Chesapeake Energy Corporation (NYSE:CHK), the Oklahoma City-based oil and gas producer, said in a regulatory filing that Aubrey McClendon will receive no bonus for the year 2012 on his own recommendation. The company has also limited his personal use of corporate aircraft. Chesapeake will also give shareholders the rights to nominate 25 percent of its directors.


McClendon has received $1.95 million of bonus every year since 2009. Chesapeake Energy Corporation (NYSE:CHK) said that compensation of directors in 2013 will be tied to their performance, and the company is currently developing the compensation plans. The natural gas producer has been heavily criticized for extravagant compensation and heavy spending on its directors and executives.

The company’s shares plunged 27 percent last year. Local authorities and SEC are still investigating McClendon’s financial dealings. In April 2012, Reuters found that McClendon had borrowed more than $1 billion from EIG Global Energy Partners, one of the biggest investors in Chesapeake. The company has weathered a liquidity crisis and sold $11 billion of assets to fill the balance sheet gap. Chesapeake said it has formed committees to review its compensation policy and corporate governance.

Chesapeake Energy Corporation (NYSE:CHK) has already reshuffled its top management in June 2012 after activist investor Carl Icahn and Southeastern Asset Management Inc., the two largest shareholders, proposed replacement of a majority of its directors.
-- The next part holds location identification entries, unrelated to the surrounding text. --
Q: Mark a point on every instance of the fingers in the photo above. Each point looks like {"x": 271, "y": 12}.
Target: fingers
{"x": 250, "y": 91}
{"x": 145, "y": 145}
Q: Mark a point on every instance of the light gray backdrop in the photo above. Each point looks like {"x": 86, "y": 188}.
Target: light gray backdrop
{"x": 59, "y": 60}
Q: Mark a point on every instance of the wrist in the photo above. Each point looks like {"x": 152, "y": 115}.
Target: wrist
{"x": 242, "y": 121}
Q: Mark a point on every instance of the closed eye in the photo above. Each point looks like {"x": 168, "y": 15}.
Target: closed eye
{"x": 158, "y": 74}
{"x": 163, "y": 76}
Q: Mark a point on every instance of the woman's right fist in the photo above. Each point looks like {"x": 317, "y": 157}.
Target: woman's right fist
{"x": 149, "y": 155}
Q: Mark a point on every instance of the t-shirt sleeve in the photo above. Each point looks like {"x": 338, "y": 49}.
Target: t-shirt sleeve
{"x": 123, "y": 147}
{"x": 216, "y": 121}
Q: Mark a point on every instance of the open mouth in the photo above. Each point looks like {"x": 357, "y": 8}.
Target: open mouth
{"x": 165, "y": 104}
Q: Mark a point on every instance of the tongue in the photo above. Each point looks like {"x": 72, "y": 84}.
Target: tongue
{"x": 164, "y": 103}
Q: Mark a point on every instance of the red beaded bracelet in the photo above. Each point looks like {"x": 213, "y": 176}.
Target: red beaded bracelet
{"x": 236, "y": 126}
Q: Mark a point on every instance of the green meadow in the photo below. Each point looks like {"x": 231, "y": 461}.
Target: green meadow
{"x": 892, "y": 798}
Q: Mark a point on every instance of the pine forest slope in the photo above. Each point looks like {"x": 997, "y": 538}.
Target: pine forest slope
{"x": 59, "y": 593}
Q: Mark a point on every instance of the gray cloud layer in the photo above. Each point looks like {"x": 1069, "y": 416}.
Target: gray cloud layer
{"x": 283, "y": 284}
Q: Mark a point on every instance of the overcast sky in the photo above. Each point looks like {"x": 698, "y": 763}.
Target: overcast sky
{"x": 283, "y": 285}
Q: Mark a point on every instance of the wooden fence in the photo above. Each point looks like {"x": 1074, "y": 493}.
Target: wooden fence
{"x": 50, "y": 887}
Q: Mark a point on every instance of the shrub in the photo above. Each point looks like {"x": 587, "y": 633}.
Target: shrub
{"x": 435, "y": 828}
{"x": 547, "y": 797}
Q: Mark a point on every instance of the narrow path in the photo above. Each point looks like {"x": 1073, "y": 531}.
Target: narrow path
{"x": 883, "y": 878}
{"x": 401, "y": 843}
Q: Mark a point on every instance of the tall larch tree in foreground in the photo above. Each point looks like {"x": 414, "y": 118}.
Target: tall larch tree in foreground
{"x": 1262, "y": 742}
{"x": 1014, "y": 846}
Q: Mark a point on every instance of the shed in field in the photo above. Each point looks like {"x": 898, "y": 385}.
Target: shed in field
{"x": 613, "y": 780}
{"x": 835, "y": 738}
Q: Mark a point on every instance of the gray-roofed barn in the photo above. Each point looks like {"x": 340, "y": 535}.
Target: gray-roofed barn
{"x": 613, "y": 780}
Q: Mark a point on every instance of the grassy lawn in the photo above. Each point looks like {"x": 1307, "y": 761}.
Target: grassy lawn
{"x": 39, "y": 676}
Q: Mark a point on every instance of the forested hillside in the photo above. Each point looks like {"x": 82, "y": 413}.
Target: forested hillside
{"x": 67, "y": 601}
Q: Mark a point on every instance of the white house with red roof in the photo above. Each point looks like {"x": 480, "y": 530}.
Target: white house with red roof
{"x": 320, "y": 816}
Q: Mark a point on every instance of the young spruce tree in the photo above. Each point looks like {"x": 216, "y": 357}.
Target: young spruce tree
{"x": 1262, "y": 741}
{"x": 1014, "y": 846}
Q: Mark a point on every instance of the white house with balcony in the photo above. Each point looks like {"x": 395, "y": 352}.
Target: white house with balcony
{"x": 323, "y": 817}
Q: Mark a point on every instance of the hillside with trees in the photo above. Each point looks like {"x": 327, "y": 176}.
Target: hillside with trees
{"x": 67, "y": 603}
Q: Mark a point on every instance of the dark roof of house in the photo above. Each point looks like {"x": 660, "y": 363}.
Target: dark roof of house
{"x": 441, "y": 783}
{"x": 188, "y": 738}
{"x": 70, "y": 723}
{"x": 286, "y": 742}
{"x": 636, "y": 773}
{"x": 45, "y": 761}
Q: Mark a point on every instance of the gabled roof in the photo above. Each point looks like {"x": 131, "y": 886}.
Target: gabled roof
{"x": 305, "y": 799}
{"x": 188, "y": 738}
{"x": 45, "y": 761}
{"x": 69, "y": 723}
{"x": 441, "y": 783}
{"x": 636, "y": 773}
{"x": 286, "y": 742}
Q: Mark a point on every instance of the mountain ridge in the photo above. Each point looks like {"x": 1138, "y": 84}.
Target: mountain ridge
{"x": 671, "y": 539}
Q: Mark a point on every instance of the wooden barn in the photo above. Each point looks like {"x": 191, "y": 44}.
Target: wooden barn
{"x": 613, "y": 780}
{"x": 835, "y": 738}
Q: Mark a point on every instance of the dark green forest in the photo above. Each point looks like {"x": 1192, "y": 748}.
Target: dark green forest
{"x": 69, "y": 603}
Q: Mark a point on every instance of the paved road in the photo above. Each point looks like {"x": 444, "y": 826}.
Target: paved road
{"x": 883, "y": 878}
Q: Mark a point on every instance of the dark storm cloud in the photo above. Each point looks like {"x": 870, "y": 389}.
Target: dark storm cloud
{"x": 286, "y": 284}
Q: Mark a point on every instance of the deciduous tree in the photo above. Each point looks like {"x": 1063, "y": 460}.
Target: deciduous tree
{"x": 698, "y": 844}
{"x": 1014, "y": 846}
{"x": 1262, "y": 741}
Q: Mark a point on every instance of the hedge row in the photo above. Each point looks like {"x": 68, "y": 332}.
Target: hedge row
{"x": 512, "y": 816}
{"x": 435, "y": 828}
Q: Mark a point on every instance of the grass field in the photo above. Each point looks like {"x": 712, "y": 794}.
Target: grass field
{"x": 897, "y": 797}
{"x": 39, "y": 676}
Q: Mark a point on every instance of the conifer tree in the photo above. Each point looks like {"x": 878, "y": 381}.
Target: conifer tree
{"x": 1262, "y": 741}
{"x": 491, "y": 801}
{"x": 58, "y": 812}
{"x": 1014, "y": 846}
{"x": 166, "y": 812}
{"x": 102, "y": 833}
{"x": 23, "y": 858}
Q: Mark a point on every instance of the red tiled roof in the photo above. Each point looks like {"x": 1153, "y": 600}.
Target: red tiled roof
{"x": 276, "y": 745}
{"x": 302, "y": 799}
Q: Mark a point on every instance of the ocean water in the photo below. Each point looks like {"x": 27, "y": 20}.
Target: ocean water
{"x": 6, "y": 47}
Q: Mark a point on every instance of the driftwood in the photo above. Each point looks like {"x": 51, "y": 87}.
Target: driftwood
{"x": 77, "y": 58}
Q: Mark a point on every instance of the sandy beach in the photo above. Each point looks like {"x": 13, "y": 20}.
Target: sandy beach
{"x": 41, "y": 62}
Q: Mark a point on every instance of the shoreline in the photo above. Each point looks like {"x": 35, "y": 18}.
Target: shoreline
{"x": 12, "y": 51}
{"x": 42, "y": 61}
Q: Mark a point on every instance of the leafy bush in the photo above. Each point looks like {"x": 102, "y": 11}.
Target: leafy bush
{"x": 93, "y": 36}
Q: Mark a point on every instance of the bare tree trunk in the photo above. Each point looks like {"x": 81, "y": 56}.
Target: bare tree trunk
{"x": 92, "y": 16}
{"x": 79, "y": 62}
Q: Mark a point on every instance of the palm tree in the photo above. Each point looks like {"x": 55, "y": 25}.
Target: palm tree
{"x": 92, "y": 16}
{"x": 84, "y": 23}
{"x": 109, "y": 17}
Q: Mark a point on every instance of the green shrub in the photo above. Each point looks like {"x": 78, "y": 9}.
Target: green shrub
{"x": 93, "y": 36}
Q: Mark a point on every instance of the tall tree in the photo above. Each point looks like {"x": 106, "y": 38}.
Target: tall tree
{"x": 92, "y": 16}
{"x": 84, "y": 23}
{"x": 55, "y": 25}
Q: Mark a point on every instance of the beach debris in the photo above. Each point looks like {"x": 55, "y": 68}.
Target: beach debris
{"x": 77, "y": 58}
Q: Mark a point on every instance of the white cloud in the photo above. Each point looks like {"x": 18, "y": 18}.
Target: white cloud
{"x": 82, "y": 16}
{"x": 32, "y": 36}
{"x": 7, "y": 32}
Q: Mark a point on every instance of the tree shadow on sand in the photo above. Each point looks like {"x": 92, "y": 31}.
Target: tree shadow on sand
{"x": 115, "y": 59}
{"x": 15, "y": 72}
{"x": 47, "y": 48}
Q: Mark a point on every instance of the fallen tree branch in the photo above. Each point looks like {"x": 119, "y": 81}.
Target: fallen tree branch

McClendon has been removed as the company’s chairman, though he remains the chief executive.

Chesapeake has also reduced board compensation by 20 percent. The board now has five new members and a new chairman, who are taking a tighter control over the company to allay investor fears. Southeastern Asset Management praised Chesapeake and McClendon after the board reshuffle by calling it  “the most significant governance changes that we have ever witnessed at a company.”

The company will also introduce a new program under which investors, who have owned at least 3 percent of Chesapeake Energy Corporation (NYSE:CHK) shares for at least three years, will have the rights to nominate 25 percent of the company’s directors.

The second-largest natural gas producer in the United States will reduce overhead expenses by $190 million within next two years. The company will also cut charitable spending by 30 percent, political spending by 40 percent and trade-related expenditures by 50 percent over the next three years.